Tag Archives: eerie

Schrodinger’s Apple

Poisoned or not poisoned. You decide.

It was on the doorstep when Cinderella and Snow White got home from lectures, no card, no note. Cinderella took it inside, despite Snow White’s misgivings, and set it on the table in the kitchen diner.

An apple. Perfectly formed, with deep red skin that glistened like a ruby. It rested on a small wooden platter beneath a glass dome.

Cinderella’s fingers danced on top of the glass. It was so tempting.

“Don’t.” Snow White had deliberately stayed on the other side of the kitchen. “You don’t know where it’s come from. It’s just weird, leaving it like that. We should throw it away.”

Snow White hated apples. They made her choke.

Rapunzel looked up from the sofa. A book, as usual, lay open on her lap. She watched Cinderella’s long fingers curl round the handle of the dome.

“Don’t be daft Snow,” Cinderella said as she lifted the glass. A heady scent swirled through the room. “It smells gorgeous. What do you think Rapunzel? Schrodinger’s apple? Poisoned AND not poisoned?”

“There lies the conundrum.” Rapunzel pretended to be nonchalant. She tried to ignore the strange gift. It stirred melancholy within her; it reminded her of…

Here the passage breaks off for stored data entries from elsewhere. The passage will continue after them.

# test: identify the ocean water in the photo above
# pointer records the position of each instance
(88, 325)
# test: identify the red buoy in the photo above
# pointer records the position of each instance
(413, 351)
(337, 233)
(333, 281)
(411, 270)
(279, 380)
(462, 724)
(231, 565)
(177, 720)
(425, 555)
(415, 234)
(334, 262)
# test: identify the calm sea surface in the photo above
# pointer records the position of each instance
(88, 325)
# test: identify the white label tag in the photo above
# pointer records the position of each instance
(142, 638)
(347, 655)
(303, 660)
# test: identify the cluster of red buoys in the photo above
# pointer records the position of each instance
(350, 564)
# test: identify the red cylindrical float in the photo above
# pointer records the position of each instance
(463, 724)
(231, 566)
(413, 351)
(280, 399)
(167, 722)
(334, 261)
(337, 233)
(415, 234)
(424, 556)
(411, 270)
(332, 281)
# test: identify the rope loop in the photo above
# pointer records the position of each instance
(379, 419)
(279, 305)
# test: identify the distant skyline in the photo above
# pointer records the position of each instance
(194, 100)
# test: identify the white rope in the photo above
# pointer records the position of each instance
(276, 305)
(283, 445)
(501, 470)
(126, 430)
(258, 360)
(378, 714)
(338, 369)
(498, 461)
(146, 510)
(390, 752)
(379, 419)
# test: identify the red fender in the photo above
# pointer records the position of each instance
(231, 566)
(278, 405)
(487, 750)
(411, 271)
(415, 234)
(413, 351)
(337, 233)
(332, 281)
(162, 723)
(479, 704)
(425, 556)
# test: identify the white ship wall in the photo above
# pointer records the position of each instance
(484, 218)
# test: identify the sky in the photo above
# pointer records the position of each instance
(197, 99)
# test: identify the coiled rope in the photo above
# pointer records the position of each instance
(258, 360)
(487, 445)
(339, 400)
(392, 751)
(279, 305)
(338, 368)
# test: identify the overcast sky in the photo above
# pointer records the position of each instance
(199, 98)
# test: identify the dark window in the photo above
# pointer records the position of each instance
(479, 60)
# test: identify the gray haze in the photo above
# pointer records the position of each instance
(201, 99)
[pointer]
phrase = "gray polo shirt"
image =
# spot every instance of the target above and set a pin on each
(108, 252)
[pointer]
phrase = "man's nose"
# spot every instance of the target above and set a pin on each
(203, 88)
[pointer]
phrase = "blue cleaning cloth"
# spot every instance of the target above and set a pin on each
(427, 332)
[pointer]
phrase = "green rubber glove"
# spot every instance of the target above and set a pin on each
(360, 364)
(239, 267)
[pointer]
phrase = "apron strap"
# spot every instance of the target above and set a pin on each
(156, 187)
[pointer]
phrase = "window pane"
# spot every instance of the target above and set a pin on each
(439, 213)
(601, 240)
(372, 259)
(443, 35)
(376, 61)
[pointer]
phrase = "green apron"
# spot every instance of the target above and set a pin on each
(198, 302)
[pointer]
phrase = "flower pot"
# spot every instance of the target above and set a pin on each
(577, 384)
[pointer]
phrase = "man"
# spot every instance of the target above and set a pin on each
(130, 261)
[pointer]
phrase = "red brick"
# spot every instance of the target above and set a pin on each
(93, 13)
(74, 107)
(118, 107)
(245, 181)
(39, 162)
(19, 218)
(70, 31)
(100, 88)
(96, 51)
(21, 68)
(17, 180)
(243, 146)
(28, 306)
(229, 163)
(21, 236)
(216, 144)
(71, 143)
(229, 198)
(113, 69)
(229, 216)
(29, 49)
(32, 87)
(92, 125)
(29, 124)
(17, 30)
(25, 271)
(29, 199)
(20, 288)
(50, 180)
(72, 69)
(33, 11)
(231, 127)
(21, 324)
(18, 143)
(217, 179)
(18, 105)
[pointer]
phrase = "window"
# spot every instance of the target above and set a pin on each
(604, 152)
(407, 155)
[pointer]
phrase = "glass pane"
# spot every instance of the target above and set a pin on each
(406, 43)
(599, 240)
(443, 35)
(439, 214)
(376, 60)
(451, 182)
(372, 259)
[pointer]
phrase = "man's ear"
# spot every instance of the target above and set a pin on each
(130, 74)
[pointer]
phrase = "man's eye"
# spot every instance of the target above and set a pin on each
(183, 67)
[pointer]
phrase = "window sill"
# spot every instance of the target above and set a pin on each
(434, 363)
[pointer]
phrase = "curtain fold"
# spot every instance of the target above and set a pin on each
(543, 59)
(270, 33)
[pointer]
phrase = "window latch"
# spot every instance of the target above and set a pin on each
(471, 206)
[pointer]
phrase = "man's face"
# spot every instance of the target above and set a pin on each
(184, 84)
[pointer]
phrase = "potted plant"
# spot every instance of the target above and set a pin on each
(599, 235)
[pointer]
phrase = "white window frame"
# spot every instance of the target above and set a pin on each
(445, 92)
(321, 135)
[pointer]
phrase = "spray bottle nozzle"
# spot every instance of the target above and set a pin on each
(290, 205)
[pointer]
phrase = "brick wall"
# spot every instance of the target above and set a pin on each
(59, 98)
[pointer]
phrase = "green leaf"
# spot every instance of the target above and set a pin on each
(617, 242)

Cinderella plucked the apple from its platter, holding it up to the light just as Alice wandered in from the back garden. She’d been trying yet again to fix a hole under the fence where next door’s rabbit kept getting through.

“What’s that?” she asked as she added her mug to the line.

“A gift,” said Cinderella.

“A curse,” said Snow White. “But she won’t listen to me.”

Alice examined the apple in Cinderella’s hand. She was wary of food with no provenance. She had been caught out before. Badly.

“I wouldn’t eat it if I were you,” she said. “Don’t know if I’d even have touched it. You need to be careful with these things.”

“THANK you.” Snow White distributed the mugs, then sat by Rapunzel.

Cinderella turned it this way and that. It shone. It was the most wondrous apple any of them had ever seen, rounded and luscious, full of promise.

Rapunzel sipped her coffee, kept sipping even though it burned her tongue. Anything to block that pervading scent, the bitter sadness it awakened.

“Really. What harm could it do?” The apple drifted closer to Cinderella’s lips.

“I’m sure Eve said the same thing,” Snow White said. “It could kill you, is what.”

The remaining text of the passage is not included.